Zambian football was then dealt a tragic blow when the national team perished in the plane crash of 27 April 1993 off the Gabonese coast and Malitoli was one of the experienced players called upon to lead a young team. By this time, he was now playing in a deeper midfield role and was more effective, becoming a permanent fixture as Zambia just missed out on 1994 World Cup qualification and reaching the CAN 1994 final in Tunis where he emerged as Zambia's joint top scorer, netting the winning goal against Ivory Coast in the group stage and the last goal in Zambia's 4–0 defeat of Mali in the semi-finals.

He was on the score sheet when Zambia beat Egypt 4–0 in Cairo in August 1994 to win the Egypt '94 tournament and captained the team in Roald Poulsen's first game as Zambian coach, a 1996 CAN Cup qualifier against South Africa in Lusaka. With an out of sorts Zambia trailing to a Doctor Khumalo goal, a rash challenge by Phil Masinga on Happy Sichikolo led to a penalty with four minutes to go. Under the pressure of a restless home crowd, no one seemed particularly interested in taking the penalty so Malitoli stepped up. He later recalled: “There was tension in the stadium. I stepped forward. I said to myself, ‘After all, Independence Stadium does not like me so even if I miss, the status quo will continue so if I score, it will be a bonus.
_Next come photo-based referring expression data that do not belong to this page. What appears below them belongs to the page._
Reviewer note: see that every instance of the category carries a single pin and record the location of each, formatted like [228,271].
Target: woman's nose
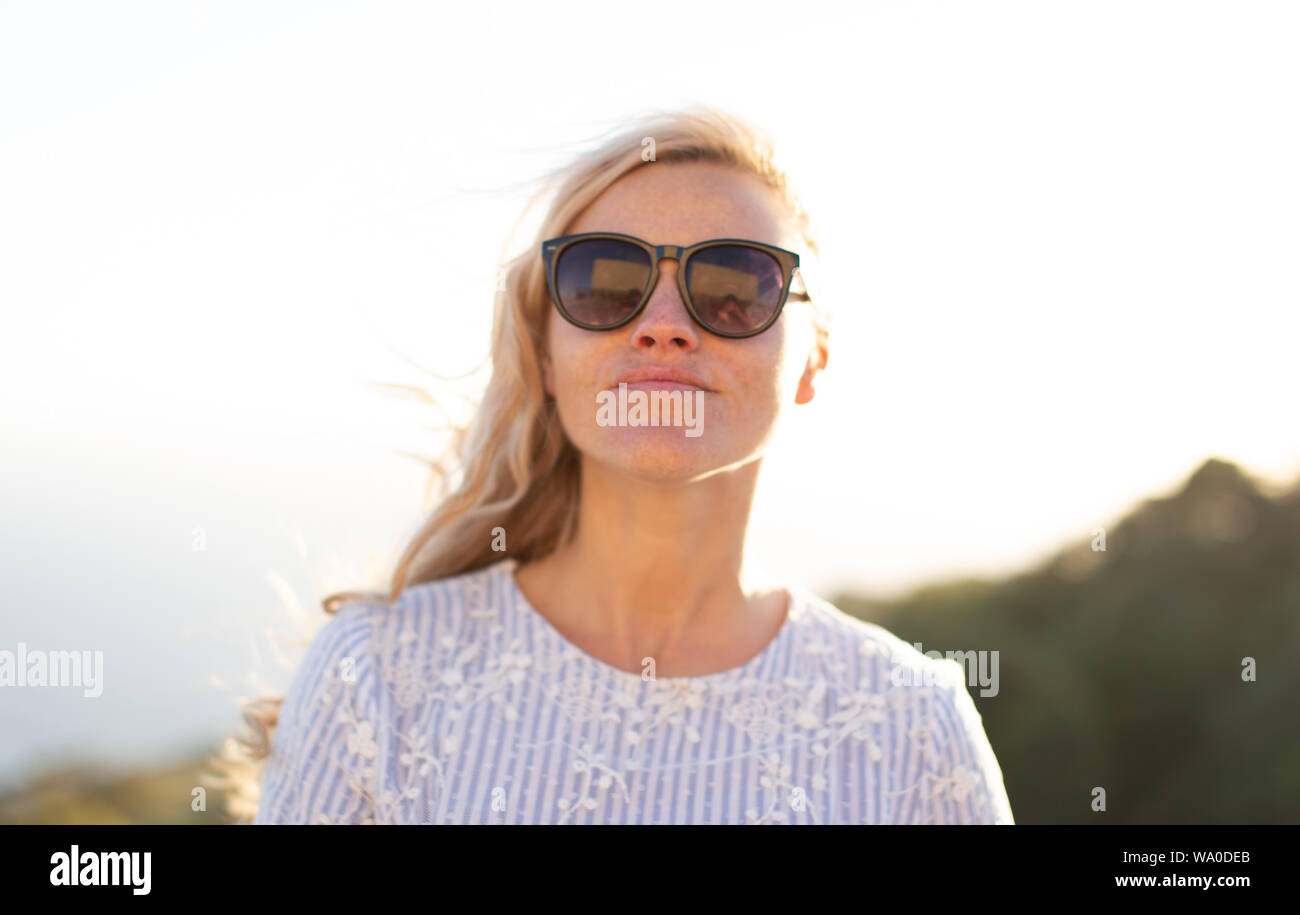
[666,319]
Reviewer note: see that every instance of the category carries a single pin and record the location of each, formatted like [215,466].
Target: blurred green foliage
[1123,668]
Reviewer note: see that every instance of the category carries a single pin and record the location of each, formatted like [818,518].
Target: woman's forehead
[684,203]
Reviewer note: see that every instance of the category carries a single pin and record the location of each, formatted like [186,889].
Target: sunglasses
[731,286]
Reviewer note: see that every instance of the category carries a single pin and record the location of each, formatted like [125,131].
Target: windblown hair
[511,465]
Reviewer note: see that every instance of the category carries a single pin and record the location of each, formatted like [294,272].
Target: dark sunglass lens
[735,289]
[601,281]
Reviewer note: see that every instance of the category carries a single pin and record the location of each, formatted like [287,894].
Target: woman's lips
[661,386]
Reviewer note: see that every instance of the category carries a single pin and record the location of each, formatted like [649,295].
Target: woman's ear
[818,355]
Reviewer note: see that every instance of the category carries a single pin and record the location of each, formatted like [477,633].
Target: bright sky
[1058,238]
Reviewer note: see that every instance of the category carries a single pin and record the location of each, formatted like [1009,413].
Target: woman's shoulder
[827,629]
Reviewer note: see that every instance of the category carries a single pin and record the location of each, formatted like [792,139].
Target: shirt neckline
[506,569]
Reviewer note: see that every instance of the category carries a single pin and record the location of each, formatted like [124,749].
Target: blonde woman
[575,636]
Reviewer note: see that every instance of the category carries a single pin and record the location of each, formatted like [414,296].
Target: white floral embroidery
[830,718]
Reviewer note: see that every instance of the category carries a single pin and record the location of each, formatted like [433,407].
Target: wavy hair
[511,465]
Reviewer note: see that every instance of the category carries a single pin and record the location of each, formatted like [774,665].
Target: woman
[575,636]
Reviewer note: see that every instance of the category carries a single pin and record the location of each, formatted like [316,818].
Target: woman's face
[748,382]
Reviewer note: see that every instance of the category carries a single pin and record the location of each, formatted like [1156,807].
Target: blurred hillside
[1122,668]
[1118,668]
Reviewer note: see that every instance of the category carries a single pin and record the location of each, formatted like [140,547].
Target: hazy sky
[1058,239]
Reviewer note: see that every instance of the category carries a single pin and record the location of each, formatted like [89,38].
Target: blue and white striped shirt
[460,703]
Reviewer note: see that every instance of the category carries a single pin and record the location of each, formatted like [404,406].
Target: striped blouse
[460,703]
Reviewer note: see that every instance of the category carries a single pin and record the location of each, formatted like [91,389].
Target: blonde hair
[512,465]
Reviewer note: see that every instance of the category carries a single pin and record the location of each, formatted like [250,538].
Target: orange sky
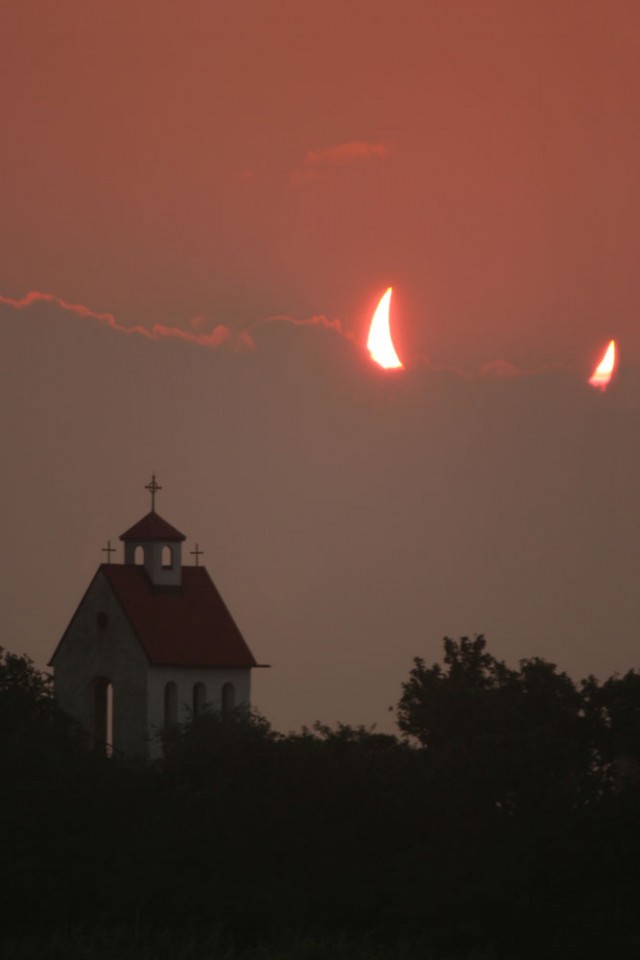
[180,169]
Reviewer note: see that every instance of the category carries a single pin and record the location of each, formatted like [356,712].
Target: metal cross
[153,488]
[198,552]
[108,550]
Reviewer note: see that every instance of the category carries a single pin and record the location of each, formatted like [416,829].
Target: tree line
[504,817]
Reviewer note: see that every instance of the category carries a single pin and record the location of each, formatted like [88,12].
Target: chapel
[150,644]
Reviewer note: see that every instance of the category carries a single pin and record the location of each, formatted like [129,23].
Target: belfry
[150,644]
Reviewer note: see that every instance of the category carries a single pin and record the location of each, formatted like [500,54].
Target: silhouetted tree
[499,738]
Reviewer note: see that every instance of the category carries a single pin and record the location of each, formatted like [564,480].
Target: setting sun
[379,342]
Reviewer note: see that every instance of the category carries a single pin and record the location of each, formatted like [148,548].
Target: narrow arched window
[170,704]
[228,697]
[103,716]
[199,698]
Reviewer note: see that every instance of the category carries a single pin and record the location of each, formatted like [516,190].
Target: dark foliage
[503,823]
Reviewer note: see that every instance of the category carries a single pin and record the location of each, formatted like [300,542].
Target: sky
[199,210]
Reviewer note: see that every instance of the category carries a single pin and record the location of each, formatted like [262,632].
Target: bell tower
[156,544]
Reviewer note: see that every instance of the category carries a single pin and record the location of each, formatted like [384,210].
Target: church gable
[189,626]
[99,629]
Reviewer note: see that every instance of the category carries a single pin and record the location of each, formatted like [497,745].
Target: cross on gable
[197,552]
[153,488]
[108,550]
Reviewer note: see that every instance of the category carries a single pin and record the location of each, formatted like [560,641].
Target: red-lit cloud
[241,339]
[220,335]
[321,161]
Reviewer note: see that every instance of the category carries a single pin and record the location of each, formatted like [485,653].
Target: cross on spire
[153,488]
[198,553]
[108,550]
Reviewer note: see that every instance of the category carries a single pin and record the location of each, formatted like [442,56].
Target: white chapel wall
[185,678]
[100,643]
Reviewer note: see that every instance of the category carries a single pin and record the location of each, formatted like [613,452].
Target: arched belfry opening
[101,691]
[159,542]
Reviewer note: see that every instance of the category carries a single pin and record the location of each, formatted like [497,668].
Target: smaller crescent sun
[379,342]
[601,376]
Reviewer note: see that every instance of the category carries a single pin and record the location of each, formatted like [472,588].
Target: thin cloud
[320,162]
[220,336]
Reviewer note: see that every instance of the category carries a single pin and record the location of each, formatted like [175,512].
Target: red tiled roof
[152,527]
[185,626]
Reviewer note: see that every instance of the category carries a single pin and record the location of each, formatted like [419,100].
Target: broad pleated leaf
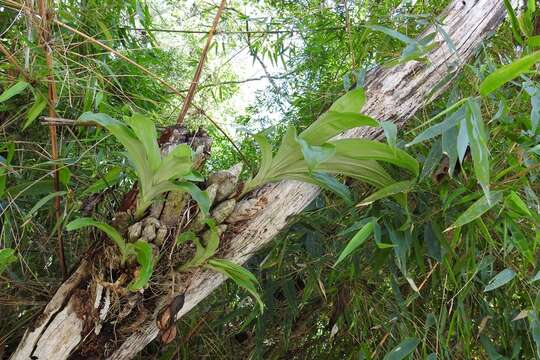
[145,130]
[352,101]
[332,123]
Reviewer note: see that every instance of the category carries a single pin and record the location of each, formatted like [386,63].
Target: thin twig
[198,71]
[143,69]
[45,39]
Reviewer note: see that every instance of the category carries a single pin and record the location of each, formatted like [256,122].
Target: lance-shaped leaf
[478,139]
[143,254]
[358,239]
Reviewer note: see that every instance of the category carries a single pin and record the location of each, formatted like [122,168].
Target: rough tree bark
[393,94]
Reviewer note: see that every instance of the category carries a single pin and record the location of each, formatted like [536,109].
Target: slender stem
[198,71]
[52,99]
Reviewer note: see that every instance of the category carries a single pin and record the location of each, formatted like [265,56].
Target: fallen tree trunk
[393,94]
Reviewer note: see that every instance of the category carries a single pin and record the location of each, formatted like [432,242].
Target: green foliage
[156,175]
[508,73]
[355,242]
[16,89]
[140,249]
[304,157]
[239,275]
[500,279]
[7,256]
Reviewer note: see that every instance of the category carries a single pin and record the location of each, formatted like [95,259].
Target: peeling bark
[393,94]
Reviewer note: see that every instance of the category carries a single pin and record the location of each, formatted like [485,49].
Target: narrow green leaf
[7,256]
[508,73]
[38,205]
[438,129]
[13,90]
[143,253]
[405,348]
[390,132]
[37,108]
[535,278]
[241,276]
[352,101]
[396,188]
[355,242]
[111,232]
[393,33]
[513,21]
[478,139]
[479,208]
[500,279]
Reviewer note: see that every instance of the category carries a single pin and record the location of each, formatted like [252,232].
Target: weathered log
[393,94]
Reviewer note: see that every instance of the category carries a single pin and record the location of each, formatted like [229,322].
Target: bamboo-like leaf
[7,256]
[37,108]
[13,90]
[111,232]
[439,128]
[403,349]
[508,73]
[500,279]
[393,33]
[143,254]
[351,102]
[38,205]
[239,275]
[396,188]
[479,208]
[358,239]
[175,165]
[478,139]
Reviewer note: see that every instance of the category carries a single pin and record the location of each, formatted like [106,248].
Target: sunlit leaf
[500,279]
[478,139]
[357,240]
[143,254]
[405,348]
[241,276]
[479,208]
[13,90]
[111,232]
[508,73]
[7,256]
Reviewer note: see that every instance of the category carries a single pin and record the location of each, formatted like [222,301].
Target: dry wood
[394,94]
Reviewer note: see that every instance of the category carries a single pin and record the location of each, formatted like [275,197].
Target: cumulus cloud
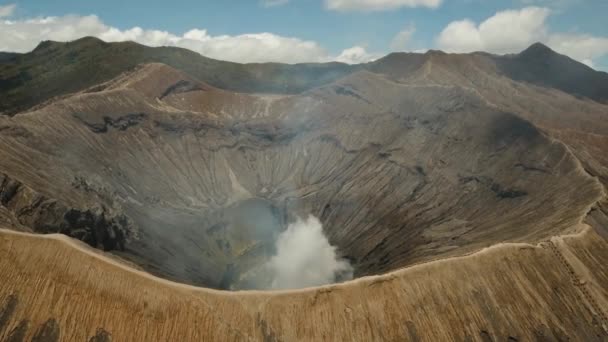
[511,31]
[506,31]
[356,55]
[378,5]
[402,39]
[7,10]
[305,258]
[23,35]
[273,3]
Malitoli scored the penalty to tie the game and would go on to captain the Zambian team in Kalusha Bwalya's absence. Malitoli had his best times in a Zambian shirt in this midfield role, scoring more goals than he did as a striker.

He was one of Zambia's key performers at CAN 1996 where the team emerged third and won the inaugural COSAFA Cup the following year. He also featured for Zambia in their first round exit at CAN 1998 under Burkhard Ziese. His last game in a Zambian shirt came when he captained the side in a 7–1 debacle to Honduras in San Pedro Sula on 16 December 1999. When Zambian coach Ben Bamfuchile named his 23-man CAN squad, Malitoli's name was not on the final list.

==Coaching career==
Malitoli first cut his coaching teeth at Nkana as assistant player-coach to Patrick Phiri in 2000 and then moved to relegation strugglers Indeni as player-coach the following year to replace Dickson Makwaza but when Indeni were demoted from the Zambian Premier League, he retired from the game and joined promotion side Kitwe United as coach early in 2002. He however left in October after a poor run of results and was replaced by Peter Kaumba.

He then moved to Division II North club Flying Bombers of Kitwe. In September 2004, he was appointed coach of Ndola side Forest Rangers where he stayed for two years, and was on the move again in January 2007, when he replaced Jericho Shinde as Head Coach of Nkana, who were then in Division I and aiming to return to the top league and after a flying start that saw them go on a 13 match unbeaten run to open up a 14-point gap. Nkana decided against renewing Malitoli's short-term contract for a further six months due to what the club termed budgetary constraints though the move appeared to have been triggered by Nkana picking up just two points in five games after the team was banned from using their home ground due to crowd trouble.

He then joined Nchanga Rangers in September of that year, replacing Dick Ngwenya but the club terminated his contract after two seasons because he had not moved from his home town Kitwe to Chingola which is only 44 km away. He then joined Kalulushi Modern Stars and during his time as Kalulushi coach, he also served as assistant U-17 national team coach.

He left Stars in 2010 and the following year in February, was appointed coach of Livingstone Division I side Livingstone Pirates. In October 2013, Malitoli was suspended following a streak of poor results, with the club explaining that he was still the coach and was just on suspension. However, the club relieved Malitoli of his duties at the end of the season and he moved to Lusaka City Council F.C. mid-way through the 2014 season.

==Political career==
In 2001, Malitoli ran for election as a member of parliament in Kitwe's Wusakile constituency, on the Heritage Party ticket. From a field of 9 candidates, he polled 11.75% of the votes to emerge second.

He has not been active in politics since then.

==Personal life==
Malitoli is a widower after he lost his wife Given, with whom he had two children, in October 2003. He also has two children from a previous relationship.